The lawyer bowed deferentially, and Doctor Hoyle took David's arm and led him away as if he were his son. Not a word was spoken by either of them until they were again in the doctor's office. There lay the new silk hat, as he had tossed it one side. He took it up and turned it about in his hand.

"You see, David, an old hat is like an old friend, and it takes some time to get wonted to a new one." He gravely laid the old one within easy reach of his arm and restored the new one to its box. Then he sat himself near David and placed his hand kindly on his knee. "You – you have your work laid out for you, my young friend. It's the way in Old England. The stability of our society – our national life demands it."

"I know."

"You must go to your mother."

"Yes, I must go to her."

"Of course, of course, and without delay. Well, I'll take care of the little chap."

"I know you will, better than I could." David lifted his eyes to his old friend's, then turned them away. "I feel him to be a sacred trust." Again he paused. "It – would take a – long time to go to her first?"

"To – her?" For the instant the old man had forgotten Cassandra. Not so David.

"My wife. It will be desperately hard – for her."

"Yes, yes. But your uncle, you know, died of grief, and your m – mother – "
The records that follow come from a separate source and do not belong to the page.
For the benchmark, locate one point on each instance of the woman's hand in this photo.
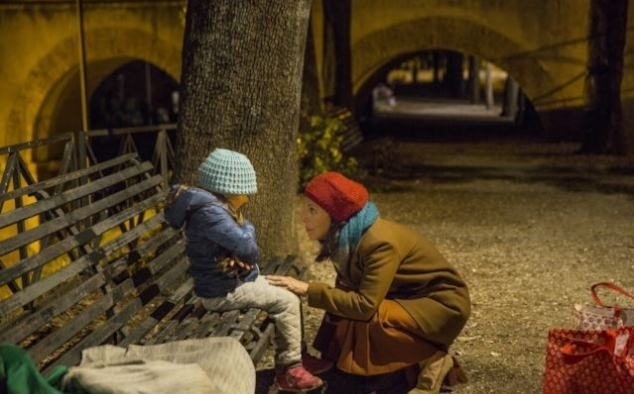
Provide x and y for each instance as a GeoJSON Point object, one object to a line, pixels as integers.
{"type": "Point", "coordinates": [288, 282]}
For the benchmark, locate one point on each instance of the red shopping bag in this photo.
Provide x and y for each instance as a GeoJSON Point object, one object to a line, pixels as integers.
{"type": "Point", "coordinates": [589, 362]}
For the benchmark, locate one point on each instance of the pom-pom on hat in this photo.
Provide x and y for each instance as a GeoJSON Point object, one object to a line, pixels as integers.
{"type": "Point", "coordinates": [339, 196]}
{"type": "Point", "coordinates": [227, 172]}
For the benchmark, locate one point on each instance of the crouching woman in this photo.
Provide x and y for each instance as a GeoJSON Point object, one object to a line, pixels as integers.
{"type": "Point", "coordinates": [397, 302]}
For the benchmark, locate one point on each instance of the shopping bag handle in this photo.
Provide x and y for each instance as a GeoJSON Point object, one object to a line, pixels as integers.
{"type": "Point", "coordinates": [611, 286]}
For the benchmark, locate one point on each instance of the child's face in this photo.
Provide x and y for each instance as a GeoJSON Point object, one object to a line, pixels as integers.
{"type": "Point", "coordinates": [316, 220]}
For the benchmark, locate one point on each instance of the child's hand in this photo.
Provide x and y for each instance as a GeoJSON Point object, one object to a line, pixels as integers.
{"type": "Point", "coordinates": [233, 266]}
{"type": "Point", "coordinates": [288, 282]}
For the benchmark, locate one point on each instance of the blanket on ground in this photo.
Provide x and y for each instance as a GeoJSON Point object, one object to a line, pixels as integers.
{"type": "Point", "coordinates": [19, 375]}
{"type": "Point", "coordinates": [213, 365]}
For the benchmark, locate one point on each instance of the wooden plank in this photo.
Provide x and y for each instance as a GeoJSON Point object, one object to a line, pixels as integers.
{"type": "Point", "coordinates": [70, 177]}
{"type": "Point", "coordinates": [38, 208]}
{"type": "Point", "coordinates": [16, 330]}
{"type": "Point", "coordinates": [123, 316]}
{"type": "Point", "coordinates": [68, 243]}
{"type": "Point", "coordinates": [181, 295]}
{"type": "Point", "coordinates": [73, 327]}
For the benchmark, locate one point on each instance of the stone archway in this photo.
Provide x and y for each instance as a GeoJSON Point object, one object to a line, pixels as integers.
{"type": "Point", "coordinates": [51, 81]}
{"type": "Point", "coordinates": [376, 51]}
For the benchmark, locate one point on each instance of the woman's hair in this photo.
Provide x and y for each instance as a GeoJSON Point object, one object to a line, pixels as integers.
{"type": "Point", "coordinates": [330, 243]}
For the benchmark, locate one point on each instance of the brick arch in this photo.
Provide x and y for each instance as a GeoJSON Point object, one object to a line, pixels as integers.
{"type": "Point", "coordinates": [107, 49]}
{"type": "Point", "coordinates": [374, 51]}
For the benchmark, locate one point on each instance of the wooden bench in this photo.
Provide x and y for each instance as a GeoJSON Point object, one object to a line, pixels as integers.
{"type": "Point", "coordinates": [101, 266]}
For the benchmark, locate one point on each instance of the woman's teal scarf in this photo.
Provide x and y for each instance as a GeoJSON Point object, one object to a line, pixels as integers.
{"type": "Point", "coordinates": [349, 237]}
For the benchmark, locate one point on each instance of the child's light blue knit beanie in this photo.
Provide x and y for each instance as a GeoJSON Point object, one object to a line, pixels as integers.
{"type": "Point", "coordinates": [227, 172]}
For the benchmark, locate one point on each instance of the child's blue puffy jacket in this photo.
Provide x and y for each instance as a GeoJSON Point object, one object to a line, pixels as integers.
{"type": "Point", "coordinates": [212, 233]}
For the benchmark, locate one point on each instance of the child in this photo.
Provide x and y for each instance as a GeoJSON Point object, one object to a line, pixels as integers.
{"type": "Point", "coordinates": [223, 257]}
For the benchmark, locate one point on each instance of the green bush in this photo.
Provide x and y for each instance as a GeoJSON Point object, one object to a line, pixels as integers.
{"type": "Point", "coordinates": [319, 150]}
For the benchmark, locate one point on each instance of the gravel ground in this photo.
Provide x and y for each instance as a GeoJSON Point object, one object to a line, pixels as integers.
{"type": "Point", "coordinates": [529, 225]}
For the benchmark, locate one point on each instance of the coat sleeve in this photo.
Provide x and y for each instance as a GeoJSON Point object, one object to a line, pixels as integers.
{"type": "Point", "coordinates": [221, 228]}
{"type": "Point", "coordinates": [380, 264]}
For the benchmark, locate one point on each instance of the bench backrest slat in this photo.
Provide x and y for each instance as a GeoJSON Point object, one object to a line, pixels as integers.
{"type": "Point", "coordinates": [75, 216]}
{"type": "Point", "coordinates": [67, 178]}
{"type": "Point", "coordinates": [68, 243]}
{"type": "Point", "coordinates": [72, 195]}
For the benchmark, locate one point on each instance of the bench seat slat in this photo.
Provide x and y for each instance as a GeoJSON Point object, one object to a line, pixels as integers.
{"type": "Point", "coordinates": [75, 216]}
{"type": "Point", "coordinates": [25, 326]}
{"type": "Point", "coordinates": [68, 196]}
{"type": "Point", "coordinates": [72, 327]}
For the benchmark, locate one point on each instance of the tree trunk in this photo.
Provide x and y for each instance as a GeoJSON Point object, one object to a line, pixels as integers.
{"type": "Point", "coordinates": [608, 23]}
{"type": "Point", "coordinates": [241, 86]}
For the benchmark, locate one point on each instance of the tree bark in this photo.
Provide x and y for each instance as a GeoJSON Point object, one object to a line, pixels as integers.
{"type": "Point", "coordinates": [608, 24]}
{"type": "Point", "coordinates": [241, 86]}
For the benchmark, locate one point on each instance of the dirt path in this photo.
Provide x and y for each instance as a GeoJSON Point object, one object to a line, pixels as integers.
{"type": "Point", "coordinates": [530, 226]}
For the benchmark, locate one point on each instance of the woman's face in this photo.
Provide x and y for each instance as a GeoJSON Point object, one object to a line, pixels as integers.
{"type": "Point", "coordinates": [316, 220]}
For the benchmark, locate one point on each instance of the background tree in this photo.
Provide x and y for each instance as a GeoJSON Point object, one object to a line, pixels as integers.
{"type": "Point", "coordinates": [240, 89]}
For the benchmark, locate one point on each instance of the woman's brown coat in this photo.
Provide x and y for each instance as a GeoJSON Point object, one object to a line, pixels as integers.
{"type": "Point", "coordinates": [395, 262]}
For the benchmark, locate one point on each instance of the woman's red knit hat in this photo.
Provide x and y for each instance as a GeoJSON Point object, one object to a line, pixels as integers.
{"type": "Point", "coordinates": [339, 196]}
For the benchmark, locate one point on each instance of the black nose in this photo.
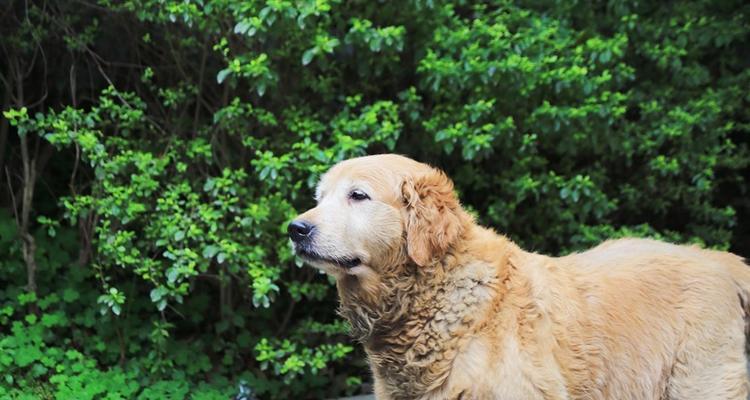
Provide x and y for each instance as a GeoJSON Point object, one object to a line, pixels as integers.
{"type": "Point", "coordinates": [299, 230]}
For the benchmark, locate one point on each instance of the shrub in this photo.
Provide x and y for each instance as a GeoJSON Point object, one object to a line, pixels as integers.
{"type": "Point", "coordinates": [166, 144]}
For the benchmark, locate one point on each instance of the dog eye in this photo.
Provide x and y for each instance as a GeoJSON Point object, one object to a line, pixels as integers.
{"type": "Point", "coordinates": [358, 195]}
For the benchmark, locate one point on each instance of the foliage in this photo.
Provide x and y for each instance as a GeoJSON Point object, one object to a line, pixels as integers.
{"type": "Point", "coordinates": [175, 139]}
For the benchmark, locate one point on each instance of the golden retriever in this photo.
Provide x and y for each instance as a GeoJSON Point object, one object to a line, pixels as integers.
{"type": "Point", "coordinates": [447, 309]}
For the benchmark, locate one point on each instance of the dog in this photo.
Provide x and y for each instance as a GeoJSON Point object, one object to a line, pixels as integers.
{"type": "Point", "coordinates": [448, 309]}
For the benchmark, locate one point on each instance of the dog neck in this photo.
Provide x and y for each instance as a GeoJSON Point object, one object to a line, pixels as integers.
{"type": "Point", "coordinates": [414, 321]}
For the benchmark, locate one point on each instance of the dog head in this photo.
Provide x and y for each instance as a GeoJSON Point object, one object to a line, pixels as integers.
{"type": "Point", "coordinates": [376, 213]}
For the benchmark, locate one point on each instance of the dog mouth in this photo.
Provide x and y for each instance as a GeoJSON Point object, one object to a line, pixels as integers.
{"type": "Point", "coordinates": [344, 262]}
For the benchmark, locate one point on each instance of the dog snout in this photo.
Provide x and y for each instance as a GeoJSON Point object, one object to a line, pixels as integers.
{"type": "Point", "coordinates": [299, 230]}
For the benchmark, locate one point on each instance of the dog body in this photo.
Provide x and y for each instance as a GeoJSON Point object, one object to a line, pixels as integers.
{"type": "Point", "coordinates": [447, 309]}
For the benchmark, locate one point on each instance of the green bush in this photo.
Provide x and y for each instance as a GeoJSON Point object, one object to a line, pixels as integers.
{"type": "Point", "coordinates": [166, 144]}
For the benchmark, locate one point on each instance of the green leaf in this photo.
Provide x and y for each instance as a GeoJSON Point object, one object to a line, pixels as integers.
{"type": "Point", "coordinates": [308, 55]}
{"type": "Point", "coordinates": [222, 75]}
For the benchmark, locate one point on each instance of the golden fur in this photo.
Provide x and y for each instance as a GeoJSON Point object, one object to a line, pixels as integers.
{"type": "Point", "coordinates": [447, 309]}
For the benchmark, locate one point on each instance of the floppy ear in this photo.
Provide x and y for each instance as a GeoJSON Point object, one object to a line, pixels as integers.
{"type": "Point", "coordinates": [434, 216]}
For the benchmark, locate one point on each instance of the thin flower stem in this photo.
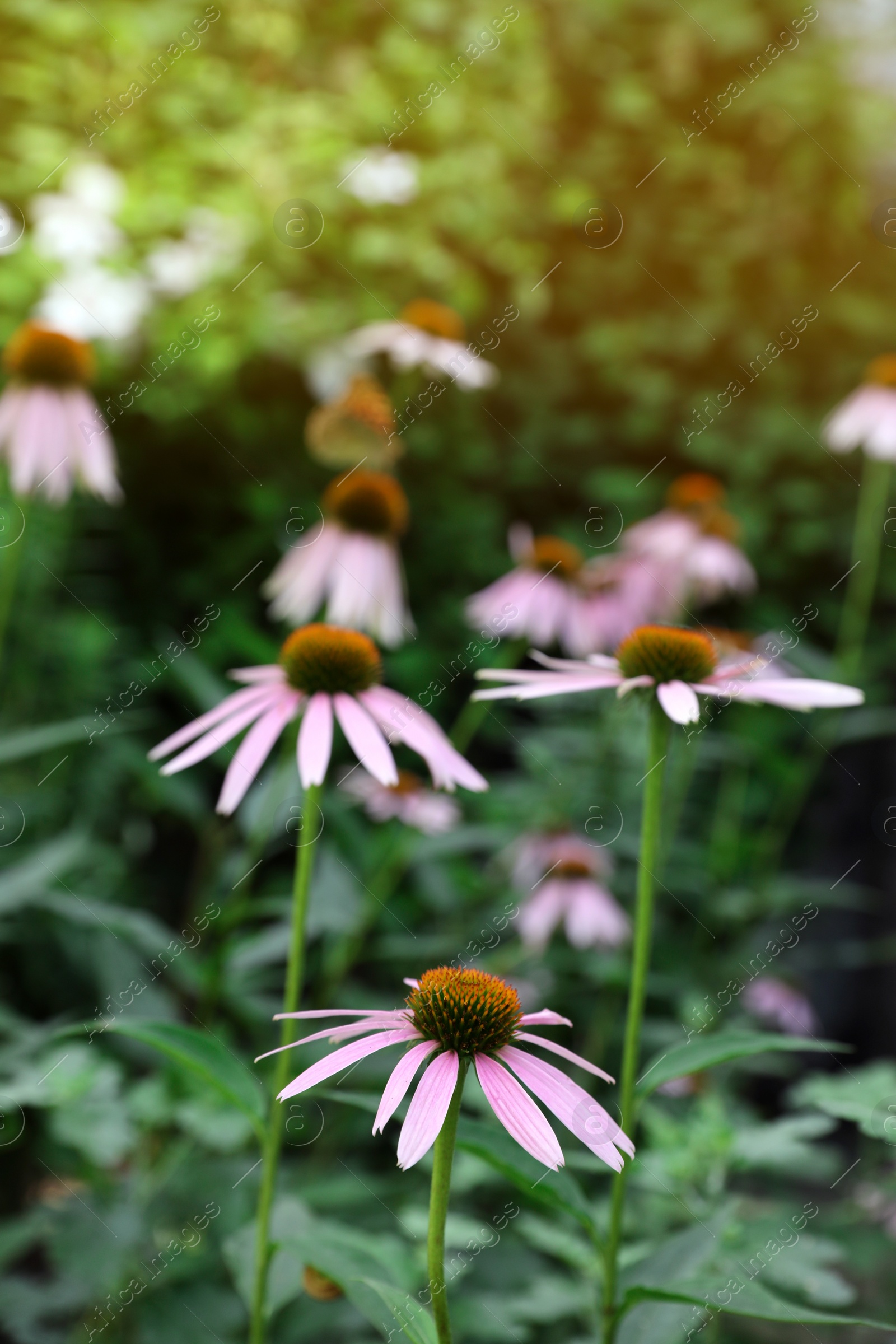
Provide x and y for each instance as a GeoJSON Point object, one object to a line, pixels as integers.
{"type": "Point", "coordinates": [440, 1190]}
{"type": "Point", "coordinates": [648, 861]}
{"type": "Point", "coordinates": [292, 995]}
{"type": "Point", "coordinates": [868, 535]}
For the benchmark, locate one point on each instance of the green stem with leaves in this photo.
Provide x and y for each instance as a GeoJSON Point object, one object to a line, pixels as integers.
{"type": "Point", "coordinates": [292, 995]}
{"type": "Point", "coordinates": [440, 1191]}
{"type": "Point", "coordinates": [868, 535]}
{"type": "Point", "coordinates": [648, 862]}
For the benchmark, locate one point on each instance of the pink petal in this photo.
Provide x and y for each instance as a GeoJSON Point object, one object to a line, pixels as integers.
{"type": "Point", "coordinates": [315, 740]}
{"type": "Point", "coordinates": [352, 1029]}
{"type": "Point", "coordinates": [544, 1016]}
{"type": "Point", "coordinates": [343, 1058]}
{"type": "Point", "coordinates": [679, 702]}
{"type": "Point", "coordinates": [222, 733]}
{"type": "Point", "coordinates": [428, 1110]}
{"type": "Point", "coordinates": [253, 694]}
{"type": "Point", "coordinates": [251, 754]}
{"type": "Point", "coordinates": [566, 1054]}
{"type": "Point", "coordinates": [517, 1113]}
{"type": "Point", "coordinates": [401, 1080]}
{"type": "Point", "coordinates": [571, 1104]}
{"type": "Point", "coordinates": [365, 738]}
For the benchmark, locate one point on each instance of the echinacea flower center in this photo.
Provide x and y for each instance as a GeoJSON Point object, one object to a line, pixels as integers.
{"type": "Point", "coordinates": [667, 654]}
{"type": "Point", "coordinates": [327, 657]}
{"type": "Point", "coordinates": [554, 556]}
{"type": "Point", "coordinates": [695, 489]}
{"type": "Point", "coordinates": [469, 1011]}
{"type": "Point", "coordinates": [881, 371]}
{"type": "Point", "coordinates": [436, 319]}
{"type": "Point", "coordinates": [36, 354]}
{"type": "Point", "coordinates": [368, 502]}
{"type": "Point", "coordinates": [570, 869]}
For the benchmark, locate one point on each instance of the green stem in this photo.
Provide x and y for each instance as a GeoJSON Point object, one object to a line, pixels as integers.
{"type": "Point", "coordinates": [10, 563]}
{"type": "Point", "coordinates": [440, 1190]}
{"type": "Point", "coordinates": [292, 995]}
{"type": "Point", "coordinates": [648, 859]}
{"type": "Point", "coordinates": [860, 592]}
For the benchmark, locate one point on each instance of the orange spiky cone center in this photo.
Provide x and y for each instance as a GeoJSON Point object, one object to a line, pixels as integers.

"I know – so the lawyer said. Now at last we'll read mother's letter. He wondered, I suppose, that I didn't look at it when he gave it to me, but I felt conscience-stricken. I've been so filled with my life down there – the peace, the blessed peace and happiness – that I have neglected her – my own mother. I couldn't open and read it with that man's eyes on me. No, no. Stay here, I beg of you, stay. You are different. I want you."

He opened his mother's letter and slowly read it, then passed it to his friend and, rising, walked to the window and stood gazing down into the square. Autumn leaves were being tossed and swirled in dancing flights, like flocks of brown and yellow birds along the street. The sky was overcast, with thin hurrying clouds, and the feeling of autumn was in the air, but David's eyes were blurred, and he saw nothing before him. The doctor's voice broke the silence with sudden impulse.

"In this she speaks as if she knew nothing about your marriage."

"I told you I had neglected her," cried David, contritely.

"But, m – man alive! why – why in the name of all the gods – "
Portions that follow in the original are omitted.